A New Look Is Just The Start For Neil
I believe I finished last week’s column by describing campaigner Neil Abercrombie as a “drab” dresser.
Obviously I wrote before watching his inauguration ceremony. On that day, our new guv put all the men – and a fair number of the ladies – to sartorial shame.
Abercrombie marched to the Iolani Palace bandstand in white suit, pink shirt and a darker floral pink tie.
The outfit could only be described as “Wow!”
Maybe “Superwow!” Add the governor’s beard to the ensemble, and I doubt that Hawaii inaugurals have ever seen anything like it – certainly not on the bandstand itself.
The ceremony was equally wow. It started 20 minutes early, as if the always-ebullient Abercrombie – despite his 72 years, 32 of which as an elected official he’s been attending such ceremonial functions – were a kid who couldn’t wait to get on his first playground. It included, along with the traditional Hawaiian chants and 19-gun salutes, Willie K singing in Italian and – get this – a young slam poet named Kealoha announcing in slam verse A New Day in Hawaii.
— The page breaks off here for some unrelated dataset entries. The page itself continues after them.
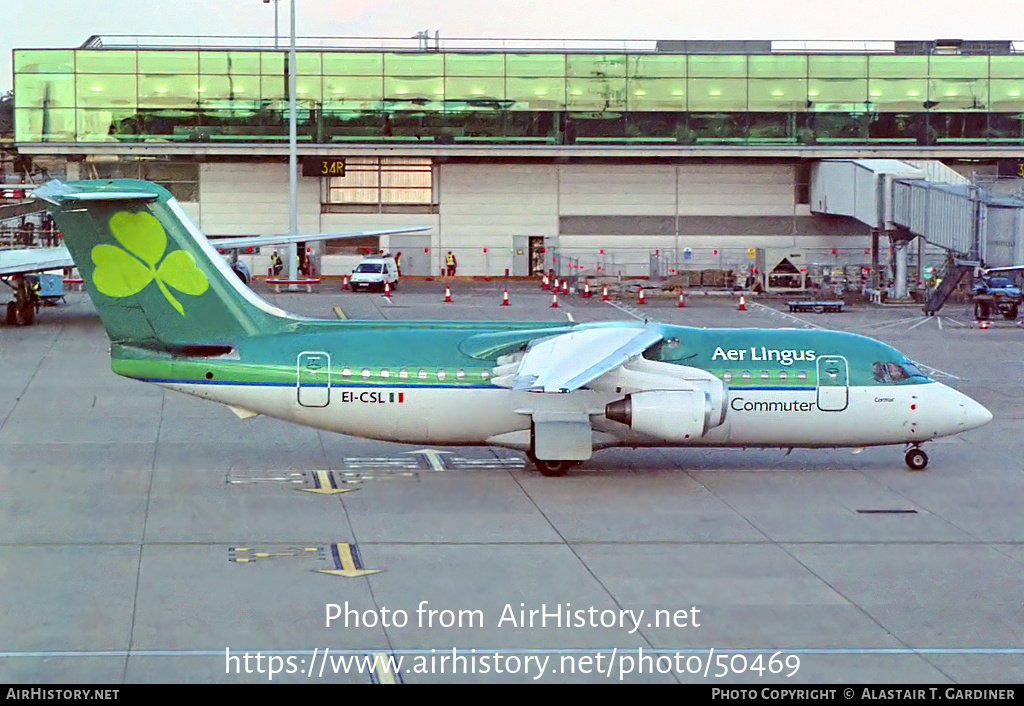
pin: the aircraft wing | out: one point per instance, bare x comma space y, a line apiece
568, 361
258, 241
26, 260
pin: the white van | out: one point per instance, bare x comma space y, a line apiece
373, 273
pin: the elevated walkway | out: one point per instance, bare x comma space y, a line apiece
974, 222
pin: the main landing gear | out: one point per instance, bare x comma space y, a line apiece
915, 458
551, 468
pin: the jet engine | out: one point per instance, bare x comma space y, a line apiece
675, 415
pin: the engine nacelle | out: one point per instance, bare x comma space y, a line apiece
675, 415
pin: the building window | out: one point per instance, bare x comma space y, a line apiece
383, 184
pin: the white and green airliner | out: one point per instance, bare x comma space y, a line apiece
177, 317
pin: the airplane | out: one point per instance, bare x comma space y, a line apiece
16, 262
177, 318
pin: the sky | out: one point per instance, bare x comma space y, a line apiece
66, 24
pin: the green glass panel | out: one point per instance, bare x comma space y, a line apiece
1006, 95
596, 94
414, 88
272, 63
775, 95
476, 88
781, 67
168, 61
105, 124
49, 90
541, 93
308, 88
273, 88
363, 89
595, 66
958, 94
717, 66
353, 64
1007, 67
897, 67
167, 91
308, 63
44, 60
897, 94
958, 67
535, 65
669, 66
104, 90
474, 65
228, 63
414, 64
827, 66
717, 94
44, 125
656, 94
104, 61
837, 91
237, 90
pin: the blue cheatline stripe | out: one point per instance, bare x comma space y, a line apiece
517, 651
244, 383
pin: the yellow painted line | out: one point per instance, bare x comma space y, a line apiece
345, 563
384, 673
325, 485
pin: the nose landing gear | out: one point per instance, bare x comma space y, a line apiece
915, 458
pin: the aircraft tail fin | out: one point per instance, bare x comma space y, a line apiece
154, 277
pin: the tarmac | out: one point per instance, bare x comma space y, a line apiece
151, 537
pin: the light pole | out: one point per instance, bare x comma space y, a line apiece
267, 2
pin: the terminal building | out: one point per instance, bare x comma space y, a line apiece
608, 158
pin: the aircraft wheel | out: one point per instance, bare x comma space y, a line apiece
915, 459
552, 468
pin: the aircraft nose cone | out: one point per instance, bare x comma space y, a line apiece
975, 415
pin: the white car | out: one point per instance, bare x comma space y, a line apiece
373, 273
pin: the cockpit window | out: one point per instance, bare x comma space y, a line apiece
894, 372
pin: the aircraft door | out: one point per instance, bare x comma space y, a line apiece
834, 383
313, 382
The oratory was hardly wow, but I liked it nonetheless. Newly sworn-in Lt. Gov. Brian Schatz described the nation’s politics as “enflamed by extremes” and warned that “Hawaii must not follow this angry road.”
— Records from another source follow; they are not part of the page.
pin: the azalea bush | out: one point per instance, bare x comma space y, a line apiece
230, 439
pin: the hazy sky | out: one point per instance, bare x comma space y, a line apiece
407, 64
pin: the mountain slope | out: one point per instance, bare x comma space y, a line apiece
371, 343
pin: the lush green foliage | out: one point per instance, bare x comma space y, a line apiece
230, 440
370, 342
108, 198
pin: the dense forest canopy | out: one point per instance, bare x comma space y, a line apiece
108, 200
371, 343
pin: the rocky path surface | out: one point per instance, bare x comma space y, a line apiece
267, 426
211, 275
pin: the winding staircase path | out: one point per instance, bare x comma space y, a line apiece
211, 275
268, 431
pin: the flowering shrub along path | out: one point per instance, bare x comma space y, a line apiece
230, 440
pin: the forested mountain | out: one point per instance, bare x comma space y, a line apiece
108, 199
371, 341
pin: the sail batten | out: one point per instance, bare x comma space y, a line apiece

The 38-year-old Schatz also had a warning for his fellow 30-somethings: “Stop complaining about things.
Get involved. Democracy is not what we have, it is what we do. Hawaii was built by people our age.” He finished with a call for a new era of cooperation based on “Island principles, island hope, all of us together.”
Abercrombie rose to speak of a “heart that is full,” of how when he arrived in Hawaii a half-century earlier “it never occurred to me that I’d stand here.” That full heart overflowed at least twice during his speech.
So too did his intellect – first in stating the spirit in which he wanted his administration to proceed. Abercrombie cited Dietrich Bonhoeffer, the German theologian/ethicist who was imprisoned and martyred to the Nazis during World War II and whose writings became required reading in post-war seminaries. Amid the horrors of war and imprisonment, Bonhoeffer wrote of “the need for joy,” that “if you serve the Lord with gladness, joy overcomes.”
Abercrombie echoed Schatz in reminding his audience that cooperation and caring were the order of the day, invoking the Dalai Lama: “If you neglect the welfare of others, ultimately you will be very lonely.”
Abercrombie reminded his audience that “we are an island people,” and returned to Bonhoeffer and his injunction that “civic courage” is required of a free people. Abercrombie then called on Frances Perkins, Franklin Delano Roosevelt’s Secretary of Labor. In the throes of the Great Depression, Perkins insisted the nation needed “a public conscience.”
Less than an hour after the inaugural’s benediction, Abercrombie met the press in his new fifth-floor office. There he demonstrated his “joy,” needling the press, kidding himself, and making fun of the departments of Budget and Finance and Accounting and General Services, describing them in hushed tones as “a deep mystery.”
But he dealt with matters of “public conscience” as well, releasing $67 million from the Hurricane Relief Fund to end teacher furloughs on instructional days.
Not a drab first day at all for the resplendent Gov. Abercrombie.